There is a slight problem with this argument. Namely some of the non-scripting languages do have such tools, but the programmers didn’t use them:

It is an interesting observation that despite the existence
of hash table implementations in both the Java and
the C++ class libraries none of the non-script programmers
used them (but rather implemented a tree solution by hand),
whereas for the script programmers the hash tables built
into the language were the obvious choice.

The implication of this is that it is not just the presence of high level tools that gives scripting languages their efficiency; it is also the ease with which you can use those tools.
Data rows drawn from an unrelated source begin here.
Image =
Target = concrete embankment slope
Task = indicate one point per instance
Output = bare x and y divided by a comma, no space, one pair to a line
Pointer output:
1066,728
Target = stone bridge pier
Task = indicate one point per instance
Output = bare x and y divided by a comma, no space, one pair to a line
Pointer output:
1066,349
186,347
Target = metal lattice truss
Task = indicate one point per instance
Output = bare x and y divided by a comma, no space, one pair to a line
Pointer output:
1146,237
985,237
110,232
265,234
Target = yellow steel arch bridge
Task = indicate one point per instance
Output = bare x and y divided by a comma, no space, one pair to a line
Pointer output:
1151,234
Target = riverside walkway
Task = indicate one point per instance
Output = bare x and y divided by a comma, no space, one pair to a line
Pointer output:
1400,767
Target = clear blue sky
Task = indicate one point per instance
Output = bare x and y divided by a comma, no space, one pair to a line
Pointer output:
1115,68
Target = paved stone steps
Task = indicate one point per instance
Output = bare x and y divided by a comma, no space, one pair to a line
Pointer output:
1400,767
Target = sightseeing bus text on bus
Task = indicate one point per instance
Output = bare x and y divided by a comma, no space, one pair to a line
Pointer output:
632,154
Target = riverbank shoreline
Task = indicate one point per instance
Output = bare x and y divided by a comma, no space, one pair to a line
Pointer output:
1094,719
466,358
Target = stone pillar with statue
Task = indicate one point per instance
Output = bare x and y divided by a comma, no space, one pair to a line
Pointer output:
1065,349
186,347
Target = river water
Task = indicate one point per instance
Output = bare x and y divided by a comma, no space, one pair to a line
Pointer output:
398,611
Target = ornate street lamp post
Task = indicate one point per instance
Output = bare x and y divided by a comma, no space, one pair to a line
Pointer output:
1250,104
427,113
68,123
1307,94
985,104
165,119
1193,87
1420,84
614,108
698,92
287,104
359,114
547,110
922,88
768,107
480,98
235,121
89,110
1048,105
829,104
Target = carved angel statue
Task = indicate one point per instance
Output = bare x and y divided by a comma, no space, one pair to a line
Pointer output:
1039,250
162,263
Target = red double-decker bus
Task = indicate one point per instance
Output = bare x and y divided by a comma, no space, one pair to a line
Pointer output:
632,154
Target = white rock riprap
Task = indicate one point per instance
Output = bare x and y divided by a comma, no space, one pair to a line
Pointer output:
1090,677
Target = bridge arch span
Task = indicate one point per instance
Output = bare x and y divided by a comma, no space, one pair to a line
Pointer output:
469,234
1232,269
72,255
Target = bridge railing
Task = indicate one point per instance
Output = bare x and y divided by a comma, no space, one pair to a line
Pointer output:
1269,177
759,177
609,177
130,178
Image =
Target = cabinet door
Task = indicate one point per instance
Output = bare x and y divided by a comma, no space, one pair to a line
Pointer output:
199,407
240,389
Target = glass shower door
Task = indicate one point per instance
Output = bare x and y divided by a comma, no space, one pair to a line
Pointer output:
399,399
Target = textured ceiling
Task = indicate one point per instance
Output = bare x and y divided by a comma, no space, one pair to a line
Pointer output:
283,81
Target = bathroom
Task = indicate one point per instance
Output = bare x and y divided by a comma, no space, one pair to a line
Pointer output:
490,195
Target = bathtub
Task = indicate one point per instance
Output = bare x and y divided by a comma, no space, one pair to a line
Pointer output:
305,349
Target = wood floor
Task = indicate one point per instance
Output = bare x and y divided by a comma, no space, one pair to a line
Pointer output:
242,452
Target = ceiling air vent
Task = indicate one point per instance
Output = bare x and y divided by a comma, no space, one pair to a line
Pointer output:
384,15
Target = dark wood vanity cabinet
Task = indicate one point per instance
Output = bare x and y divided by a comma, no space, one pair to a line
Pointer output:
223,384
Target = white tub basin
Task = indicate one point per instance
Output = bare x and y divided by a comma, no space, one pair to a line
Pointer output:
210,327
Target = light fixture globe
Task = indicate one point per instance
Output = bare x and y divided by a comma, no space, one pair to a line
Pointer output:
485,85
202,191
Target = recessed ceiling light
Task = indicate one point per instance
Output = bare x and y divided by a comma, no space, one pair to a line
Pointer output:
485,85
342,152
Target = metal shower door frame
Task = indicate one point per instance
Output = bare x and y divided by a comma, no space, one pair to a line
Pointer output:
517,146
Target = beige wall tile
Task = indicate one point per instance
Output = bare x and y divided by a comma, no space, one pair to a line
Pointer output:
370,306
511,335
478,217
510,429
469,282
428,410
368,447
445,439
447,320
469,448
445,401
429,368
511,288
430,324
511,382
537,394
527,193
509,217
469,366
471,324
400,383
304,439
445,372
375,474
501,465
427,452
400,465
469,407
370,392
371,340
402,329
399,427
Python is a good example of this. After you import a module, you can access that module’s documentation from the command line:

>>>import somemodule >>>help(somemodule)

Not only is this very handy, it also encourages one to explore what is available in modules. In addition, the language is easy to read, so you can peruse the source code for additional insights. This greatly lowers the threshold for reusing other people’s code, and that is a great productivity booster.

What about Speed?

Scripting languages are slow, typically 10x to 100x slower than compiled languages, in terms of execution speed. Is it really helpful to create a numerical program in record time if it takes two months to run? Scripting advocates point to the Pareto principle: 20% of the routines take 80% of the execution time. Thus it makes sense to code everything in the scripting language, see where the bottlenecks are, and rewrite those in C, C++ or Fortran. Sounds good. I would like to try some experiments to see for myself.